Деньги — в кармане Юткевича.
А вице-президент тем временем прикидывает:
«Он будет выступать на предвыборных собраниях... это будет неожиданно и оригинально для этого балбеса... да... произведет фурор... за успех принято платить... можно добавить еще пятьсот... прекрасная реклама с ее фотоизображением... в трико... в полный рост... ах, какая грудь!.. в руке иголка и красная надпись наискось: «Покупайте иглы и другие изделия только из стали нашей компании...»
Кстати, ей это понравилось. Удивительно ярко проявлялись в ней все женские качества: она жаждала популярности, веселья, ее радовали подобострастные поклоны и жадные мужские взгляды. В стремлении быть в центре всеобщего, внимания она все больше и больше отдалялась от Станислава, широко распахивая дверь своей уютной гостиной перед поклонниками ее таланта и бюста... Она, как энергичная женщина, брала от жизни все, что можно,— она жила для себя...
Порой Юткевич не узнавал ее. Все чаще и чаще вызывал он из глубин памяти образ сказочной царевны, какой она предстала перед ним в те, теперь кажущиеся такими далекими дни юности.
Оставаясь с ним наедине, — он это чувствовал,— она все чаще и чаще предавалась какой-то непонятной ему тоске.
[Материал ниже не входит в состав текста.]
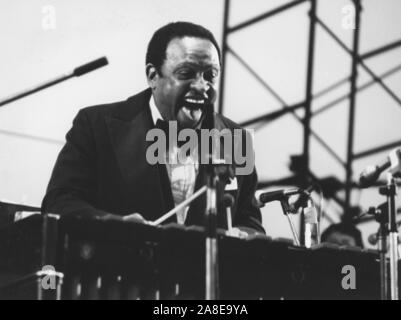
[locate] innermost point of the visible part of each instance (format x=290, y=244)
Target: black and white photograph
x=214, y=152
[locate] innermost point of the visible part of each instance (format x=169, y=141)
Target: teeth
x=195, y=100
x=192, y=114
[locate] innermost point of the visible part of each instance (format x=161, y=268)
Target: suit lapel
x=147, y=190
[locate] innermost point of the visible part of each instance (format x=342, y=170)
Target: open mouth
x=193, y=108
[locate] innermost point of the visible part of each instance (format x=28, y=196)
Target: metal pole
x=354, y=76
x=393, y=236
x=308, y=103
x=224, y=54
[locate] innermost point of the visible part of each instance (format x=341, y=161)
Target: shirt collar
x=156, y=115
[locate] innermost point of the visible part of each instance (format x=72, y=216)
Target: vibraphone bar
x=96, y=259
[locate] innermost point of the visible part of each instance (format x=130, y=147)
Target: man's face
x=187, y=80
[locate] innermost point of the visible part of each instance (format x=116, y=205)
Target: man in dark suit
x=103, y=172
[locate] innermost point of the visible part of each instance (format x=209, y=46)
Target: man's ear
x=151, y=75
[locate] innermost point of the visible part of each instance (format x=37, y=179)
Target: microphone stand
x=390, y=191
x=77, y=72
x=381, y=217
x=287, y=210
x=211, y=248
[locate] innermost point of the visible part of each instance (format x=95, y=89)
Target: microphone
x=304, y=197
x=278, y=194
x=90, y=66
x=228, y=200
x=372, y=173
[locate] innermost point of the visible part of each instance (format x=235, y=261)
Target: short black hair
x=345, y=228
x=156, y=53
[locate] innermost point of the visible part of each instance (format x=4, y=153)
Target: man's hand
x=235, y=232
x=136, y=217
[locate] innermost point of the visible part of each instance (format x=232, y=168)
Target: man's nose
x=200, y=85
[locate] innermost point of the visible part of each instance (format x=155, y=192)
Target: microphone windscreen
x=228, y=200
x=93, y=65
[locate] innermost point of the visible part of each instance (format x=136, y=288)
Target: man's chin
x=188, y=119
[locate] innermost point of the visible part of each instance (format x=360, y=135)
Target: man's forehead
x=197, y=50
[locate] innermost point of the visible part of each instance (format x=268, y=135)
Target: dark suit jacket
x=102, y=169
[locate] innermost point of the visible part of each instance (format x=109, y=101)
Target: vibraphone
x=95, y=259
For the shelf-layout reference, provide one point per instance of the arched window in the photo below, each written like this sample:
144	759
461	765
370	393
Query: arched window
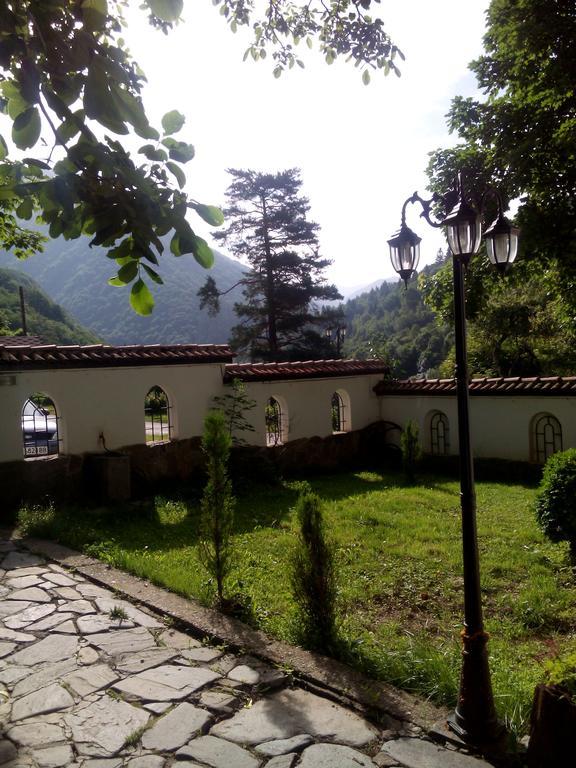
341	421
546	436
439	434
40	432
157	417
276	423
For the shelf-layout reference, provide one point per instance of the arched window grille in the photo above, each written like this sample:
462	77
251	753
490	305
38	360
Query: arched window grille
157	417
274	425
339	415
439	434
547	436
40	432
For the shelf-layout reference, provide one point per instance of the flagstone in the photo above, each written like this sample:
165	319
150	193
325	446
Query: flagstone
17	637
87	589
52	648
43	676
66	628
6	648
103	727
49	622
61	579
68	593
16	559
77	606
203	655
50	699
176	728
122	641
87	656
34	733
244	674
86	680
335	756
284	746
33	594
53	757
218	753
149	761
131	663
95	623
282	761
166	683
21	582
10	607
417	753
106	604
29	616
291	712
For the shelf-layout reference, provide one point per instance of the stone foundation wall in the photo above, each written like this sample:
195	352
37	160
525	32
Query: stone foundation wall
139	470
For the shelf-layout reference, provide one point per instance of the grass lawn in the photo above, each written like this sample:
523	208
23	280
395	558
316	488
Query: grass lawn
400	573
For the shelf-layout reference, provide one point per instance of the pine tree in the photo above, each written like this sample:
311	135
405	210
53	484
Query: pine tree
268	226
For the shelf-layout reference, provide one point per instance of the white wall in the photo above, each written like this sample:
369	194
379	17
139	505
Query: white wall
108	400
500	426
309	404
111	401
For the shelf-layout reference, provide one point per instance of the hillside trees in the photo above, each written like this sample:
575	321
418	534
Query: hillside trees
70	88
268	225
521	136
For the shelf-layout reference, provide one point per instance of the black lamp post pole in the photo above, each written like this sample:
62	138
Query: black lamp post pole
475	717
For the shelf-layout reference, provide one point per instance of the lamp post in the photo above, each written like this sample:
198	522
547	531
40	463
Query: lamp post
474	719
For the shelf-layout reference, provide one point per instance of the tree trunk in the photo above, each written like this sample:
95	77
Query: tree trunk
270	299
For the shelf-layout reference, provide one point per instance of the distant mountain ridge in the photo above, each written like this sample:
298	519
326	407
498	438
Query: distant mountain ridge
44	318
75	276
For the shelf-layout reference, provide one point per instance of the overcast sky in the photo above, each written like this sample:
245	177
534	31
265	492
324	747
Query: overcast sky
362	149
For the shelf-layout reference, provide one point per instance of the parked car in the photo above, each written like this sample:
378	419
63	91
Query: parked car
39	431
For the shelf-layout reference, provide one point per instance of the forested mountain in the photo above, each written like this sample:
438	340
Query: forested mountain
395	324
75	276
44	317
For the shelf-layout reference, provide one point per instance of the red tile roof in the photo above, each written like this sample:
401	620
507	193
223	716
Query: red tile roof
18	341
311	369
559	386
102	355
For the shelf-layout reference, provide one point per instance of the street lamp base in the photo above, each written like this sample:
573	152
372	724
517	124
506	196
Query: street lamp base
492	742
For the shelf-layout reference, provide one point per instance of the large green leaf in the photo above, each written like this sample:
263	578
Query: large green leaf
178	173
94	13
173	121
153	154
167	10
128	272
26	129
141	300
210	213
203	253
98	101
179	150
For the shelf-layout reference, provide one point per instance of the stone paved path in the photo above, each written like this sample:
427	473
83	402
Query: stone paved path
87	679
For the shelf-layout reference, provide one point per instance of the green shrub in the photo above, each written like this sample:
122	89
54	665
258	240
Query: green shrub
313	577
411	451
562	673
217	506
556	500
36	520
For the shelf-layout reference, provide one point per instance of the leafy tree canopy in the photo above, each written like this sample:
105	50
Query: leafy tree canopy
521	138
70	88
268	225
521	135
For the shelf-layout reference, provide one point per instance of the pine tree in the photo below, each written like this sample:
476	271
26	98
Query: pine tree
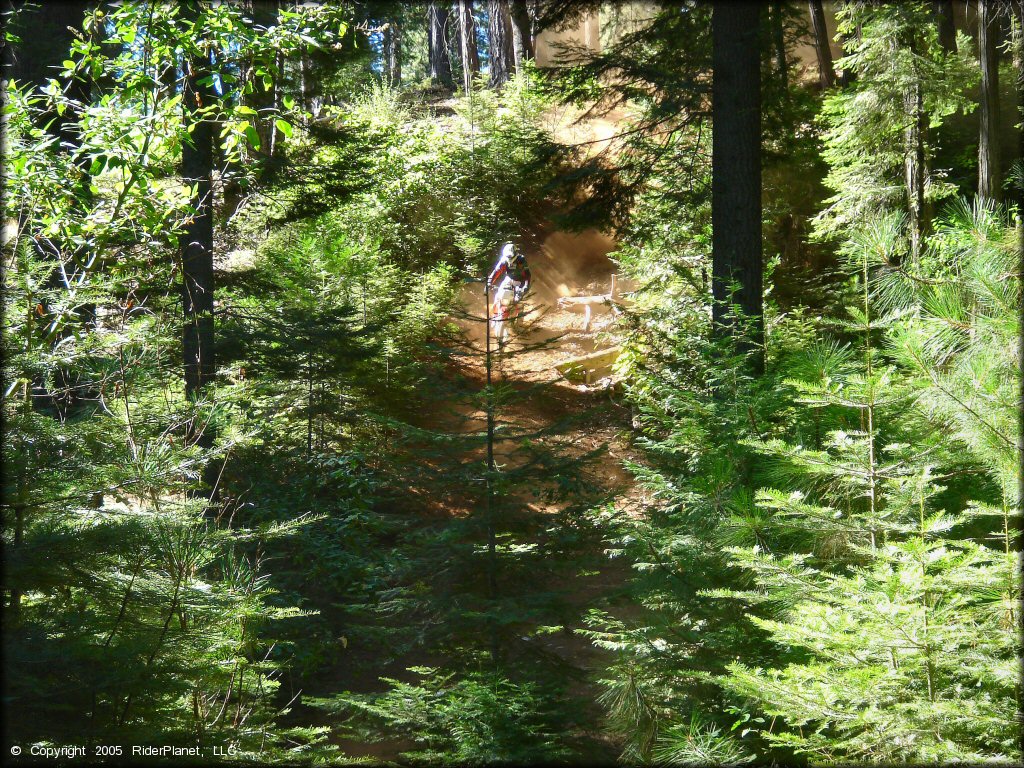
905	621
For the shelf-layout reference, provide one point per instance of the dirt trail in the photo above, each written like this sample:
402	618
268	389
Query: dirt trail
562	264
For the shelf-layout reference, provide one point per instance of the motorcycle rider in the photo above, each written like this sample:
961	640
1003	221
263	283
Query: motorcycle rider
510	273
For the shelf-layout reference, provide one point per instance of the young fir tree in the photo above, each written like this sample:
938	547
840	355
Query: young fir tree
880	128
902	607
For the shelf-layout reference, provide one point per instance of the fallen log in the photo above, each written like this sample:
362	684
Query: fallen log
588	302
585	368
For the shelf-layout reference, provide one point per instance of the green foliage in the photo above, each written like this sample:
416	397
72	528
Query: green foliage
481	718
871	126
903	600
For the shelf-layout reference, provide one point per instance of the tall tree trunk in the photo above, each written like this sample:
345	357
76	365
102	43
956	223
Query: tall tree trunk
522	38
392	52
467	39
736	254
989	177
822	44
437	55
197	240
914	170
943	10
778	43
500	35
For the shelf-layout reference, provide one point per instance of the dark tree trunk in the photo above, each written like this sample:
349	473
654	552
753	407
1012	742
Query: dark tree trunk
437	55
392	52
467	39
943	10
822	44
736	256
197	240
778	44
913	167
500	35
989	177
522	38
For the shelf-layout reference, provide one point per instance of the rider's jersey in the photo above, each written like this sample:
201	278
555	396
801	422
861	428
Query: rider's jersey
519	273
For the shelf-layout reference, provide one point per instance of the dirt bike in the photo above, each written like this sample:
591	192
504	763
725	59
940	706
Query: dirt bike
505	315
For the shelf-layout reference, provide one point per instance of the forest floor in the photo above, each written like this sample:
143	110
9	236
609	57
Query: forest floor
589	420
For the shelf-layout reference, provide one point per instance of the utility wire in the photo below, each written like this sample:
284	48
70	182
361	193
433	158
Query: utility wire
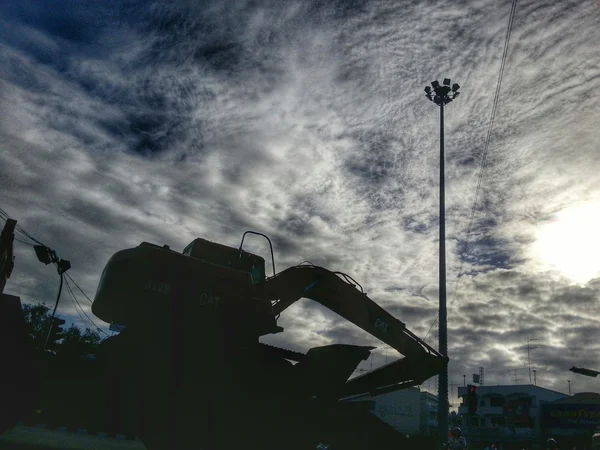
485	150
77	301
80	290
75	304
19	229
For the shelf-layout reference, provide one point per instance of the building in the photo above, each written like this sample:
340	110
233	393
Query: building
428	414
408	411
510	415
572	421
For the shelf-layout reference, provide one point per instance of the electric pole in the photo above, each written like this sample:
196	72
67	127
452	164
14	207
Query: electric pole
442	95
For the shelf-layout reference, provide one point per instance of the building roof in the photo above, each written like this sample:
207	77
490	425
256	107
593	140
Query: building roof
512	388
582	398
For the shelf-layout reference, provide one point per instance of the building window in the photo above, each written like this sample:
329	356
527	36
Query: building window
497	401
497	421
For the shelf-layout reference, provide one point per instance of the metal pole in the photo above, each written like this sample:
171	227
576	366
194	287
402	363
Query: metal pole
443	344
54	312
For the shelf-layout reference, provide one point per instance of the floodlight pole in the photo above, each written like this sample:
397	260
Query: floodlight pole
442	95
443	313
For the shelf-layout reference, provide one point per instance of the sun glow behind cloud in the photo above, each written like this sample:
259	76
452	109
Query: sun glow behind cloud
570	243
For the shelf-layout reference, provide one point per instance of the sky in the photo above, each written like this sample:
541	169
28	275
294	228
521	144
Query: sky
127	121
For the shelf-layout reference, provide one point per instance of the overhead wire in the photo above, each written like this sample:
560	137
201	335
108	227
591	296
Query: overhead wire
485	151
79	304
23	233
80	290
75	304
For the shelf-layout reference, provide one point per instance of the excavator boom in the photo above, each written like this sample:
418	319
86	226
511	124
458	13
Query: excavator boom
420	361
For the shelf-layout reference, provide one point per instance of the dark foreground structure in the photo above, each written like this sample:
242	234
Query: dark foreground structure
188	370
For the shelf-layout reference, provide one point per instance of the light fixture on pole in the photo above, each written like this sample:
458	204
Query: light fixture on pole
442	95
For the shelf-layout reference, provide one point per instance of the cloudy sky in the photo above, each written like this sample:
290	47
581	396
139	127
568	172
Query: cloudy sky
123	122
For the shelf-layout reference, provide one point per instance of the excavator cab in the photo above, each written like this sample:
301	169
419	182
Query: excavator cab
227	257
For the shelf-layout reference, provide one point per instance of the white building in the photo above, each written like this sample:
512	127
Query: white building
429	413
409	411
509	413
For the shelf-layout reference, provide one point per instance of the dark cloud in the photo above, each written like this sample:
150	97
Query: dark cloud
129	121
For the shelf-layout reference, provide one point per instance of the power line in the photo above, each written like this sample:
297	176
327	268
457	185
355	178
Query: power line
485	149
20	230
75	304
79	304
80	290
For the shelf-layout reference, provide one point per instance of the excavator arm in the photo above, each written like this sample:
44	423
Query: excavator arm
341	295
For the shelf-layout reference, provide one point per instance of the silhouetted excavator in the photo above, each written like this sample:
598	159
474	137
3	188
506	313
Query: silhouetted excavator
188	370
192	368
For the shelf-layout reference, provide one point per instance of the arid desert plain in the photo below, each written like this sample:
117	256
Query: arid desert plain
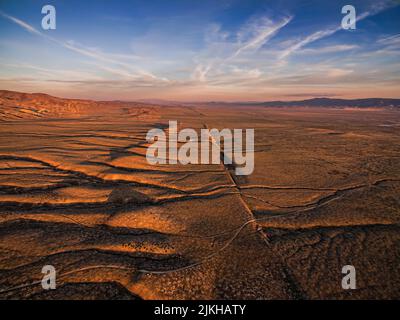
77	193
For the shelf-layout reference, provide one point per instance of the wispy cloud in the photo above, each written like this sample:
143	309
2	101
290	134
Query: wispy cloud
258	32
375	9
96	55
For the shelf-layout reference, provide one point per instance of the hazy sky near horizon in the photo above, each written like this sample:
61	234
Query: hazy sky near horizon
197	50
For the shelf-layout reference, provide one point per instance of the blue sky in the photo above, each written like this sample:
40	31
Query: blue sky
201	50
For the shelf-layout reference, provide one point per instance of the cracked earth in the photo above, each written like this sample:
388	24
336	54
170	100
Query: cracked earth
77	193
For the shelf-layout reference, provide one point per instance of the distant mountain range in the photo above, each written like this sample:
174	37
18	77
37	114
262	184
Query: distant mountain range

Подобрав под себя ноги, прищурив свои узкие японские глаза, она меланхолически покачивалась и напевала:
В далекой знойной Аргентине,
где небо южное так сине,
где женщины, как на картине,
где Джо влюбился в Клё...
И... вместо далекой экзотической Аргентины почему-то возникало перед ним синее, как некогда в детстве, небо, печально-молчаливые ивы над озером, отражение луны на водной глади... перед его глазами — на тебе! — представала его родина.
— Ты... о чем, Эльга?
А она уже срывалась с места и со смехом, обвивая его шею руками, говорила:
— Нет, тебе нельзя оставаться со мной наедине, тобой овладевает лирическое настроение... И ты становишься каким-то неинтересным, не таким, каким бываешь, рассуждая о новом искусстве Германии...
Он криво усмехался.
— Это ведь для журналистов, Эльга.
Она убегала от него: до спектакля ей нужно было успеть к модистке, встретиться с модным театральным критиком, договориться о загородной поездке с молодыми художниками...
Она быстрее его уловила вкусы немецкой публики и охотно согласилась танцевать в варьете: в нынешнем сезоне, как и в последующие, театры пустовали.
И тут воэникло самое главное расхождение между Юткевичем и его партнершей. Он не очень ясно, но серьезно строил планы создания какого-то большого театра, своей студии, в которой десятки стройных и красивых юношей будут постигать тонкости классического балета, чтобы потом разрушать его, как мечтает о том он, Станислав Даленго. А она была снедаема ненасытной жаждой денег, она уже не могла и не умела жить без шума, блеска, людского водоворота вокруг.
Вероятно, в это самое время, когда обострялся конфликт между ними, и совершилось то, что окончательно погубило Юткевича.
В тот день утро выдалось хмурое. В коридоре послышались шаги, они удалялись, становились глуше, потом пропали. Это седовласый профессор музыки, взяв свою скрипку (по годам, надо полагать, его ровесницу), отправился «зарабатывать». О том, что заслуженный и известный этот профессор играет на Гартенштрассе шубертовские «Музыкальные моменты», зарабатывая пару марок на скудный обед, Юткевич узнал только вчера. И гул профессорских шагов причинил ему боль. Под утихавший стук профессорских башмаков он представил себе свой грядущий день, свою старость, и сделалось ему грустно и тревожно. Он быстро встал, оделся и выбежал на улицу.
Сыпал назойливый дождик. Густой серый туман заволакивал все вокруг. Под ногами стлался скользкий асфальт. Тоскливо и неуютно было под низким небом.
На перекрестке путь ему перерезала толпа. Громко звучали возбужденные голоса, бросились в глаза взволнованные лица. Где-то за толпою резко и призывно заиграла труба и вслед за тревожным ее выкриком дробью рассыпались удары барабана. На улице происходило что-то непривычное.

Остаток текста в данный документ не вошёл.